Last Frost on the Farm
It's a day around which our dreams take shape, our calendars fill in, our potted plants move. Predicting the last frost, particularly at altitude, almost feels like a vice, or like playing a prank on your future self. Should we plant the pole beans and see what happens?
It's mischevious, elusive, and central to gardeners' thoughts and plans for weeks if not all year.
Much is happening on the farm this time of year as we've prepared for and perhaps have now looked backwards at our last frosty night. The hoophouse extended our season dramatically, so our warmth-loving plants are off to a great head start for the year. We've been pinching the flowers off of most of our tomato plants to encourage the vines to grow upward so that we can grow peppers and basil underneath them, but the few that we left untouched already have little green fruits.
Cold hardy flowers like bachelor's buttons, snapdragons and stocks went into the kitchen garden over the past few weeks, but this weekend marked the arrival of the celosias— vibrant, fuzzy flowers that look like the comb of a rooster and make colorful teas.
Our kitchen garden is a two-tiered terrace, each level about six feet in depth. We used big logs and the gentle slope of the graveled yard to frame the two terraces, then filled each with a mix of local dirt and compost. I've been planting yarrows and mints along the back edge to hold the grass back — the yarrow is doing an especially good job of it. Strawberries, creeping thyme, lavender, goji, valerian root and echinacia are all perennials here, and each year they fill out more space. Clumps of garlic have also become perennials, and flowering bulbs are the first to arrive along with dandelions in spring. The parsley seems to keep coming back as a perennial too -- we're heading into Year 3 with the same little lane of it.

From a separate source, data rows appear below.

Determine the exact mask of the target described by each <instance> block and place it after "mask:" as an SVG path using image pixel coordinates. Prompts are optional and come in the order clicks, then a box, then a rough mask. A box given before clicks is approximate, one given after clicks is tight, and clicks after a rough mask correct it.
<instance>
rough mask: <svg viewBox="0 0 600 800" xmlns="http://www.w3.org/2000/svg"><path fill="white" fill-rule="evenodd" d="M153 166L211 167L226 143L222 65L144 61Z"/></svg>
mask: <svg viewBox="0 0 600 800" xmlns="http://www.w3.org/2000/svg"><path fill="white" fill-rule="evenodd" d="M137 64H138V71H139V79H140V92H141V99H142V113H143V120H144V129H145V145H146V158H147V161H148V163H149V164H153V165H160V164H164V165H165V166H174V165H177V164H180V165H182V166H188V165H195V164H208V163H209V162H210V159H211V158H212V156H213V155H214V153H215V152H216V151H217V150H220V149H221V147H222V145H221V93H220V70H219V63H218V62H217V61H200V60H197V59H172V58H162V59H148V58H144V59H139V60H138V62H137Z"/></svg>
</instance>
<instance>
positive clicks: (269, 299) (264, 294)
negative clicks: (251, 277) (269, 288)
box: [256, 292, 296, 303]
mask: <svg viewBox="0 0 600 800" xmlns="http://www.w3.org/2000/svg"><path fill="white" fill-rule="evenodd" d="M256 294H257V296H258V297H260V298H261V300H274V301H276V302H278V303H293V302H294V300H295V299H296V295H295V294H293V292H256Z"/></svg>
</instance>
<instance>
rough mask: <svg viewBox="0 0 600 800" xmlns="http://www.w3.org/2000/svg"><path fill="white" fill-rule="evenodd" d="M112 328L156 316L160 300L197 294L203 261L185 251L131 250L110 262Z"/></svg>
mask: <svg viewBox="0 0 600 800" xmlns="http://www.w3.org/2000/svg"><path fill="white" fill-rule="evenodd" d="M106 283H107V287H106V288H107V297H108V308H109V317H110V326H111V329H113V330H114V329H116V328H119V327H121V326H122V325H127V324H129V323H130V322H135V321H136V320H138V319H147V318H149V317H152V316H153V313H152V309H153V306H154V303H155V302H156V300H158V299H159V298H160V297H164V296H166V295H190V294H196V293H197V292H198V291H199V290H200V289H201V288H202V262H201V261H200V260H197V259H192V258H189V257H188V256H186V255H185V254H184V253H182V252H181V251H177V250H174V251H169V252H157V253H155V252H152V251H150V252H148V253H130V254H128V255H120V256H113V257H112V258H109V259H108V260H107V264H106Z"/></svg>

Strawberry spinach, cilantro, borage, pansies and chard have so far done a good job of re-seeding themselves. Weeding, then, means patience and close observation, selectively pulling what we don't want and letting the garden give direction as to what it will be each year.
I love this wild, co-created space with its spontenaity and diversity.
As I write this, I'm sitting on the patio beside this little ecosystem of plants and bugs and cats. Cooper just walked out from the kitchen to tell me that it hit 33 degrees last night, despite forcasts of mid-forties. Woops!
We survived a close call, having planted out the celosias, some peppers and basil outdoors yesterday. But we've got cover cloth at the ready — as well as plenty of good old fashioned farmers' denial amnesia optimism!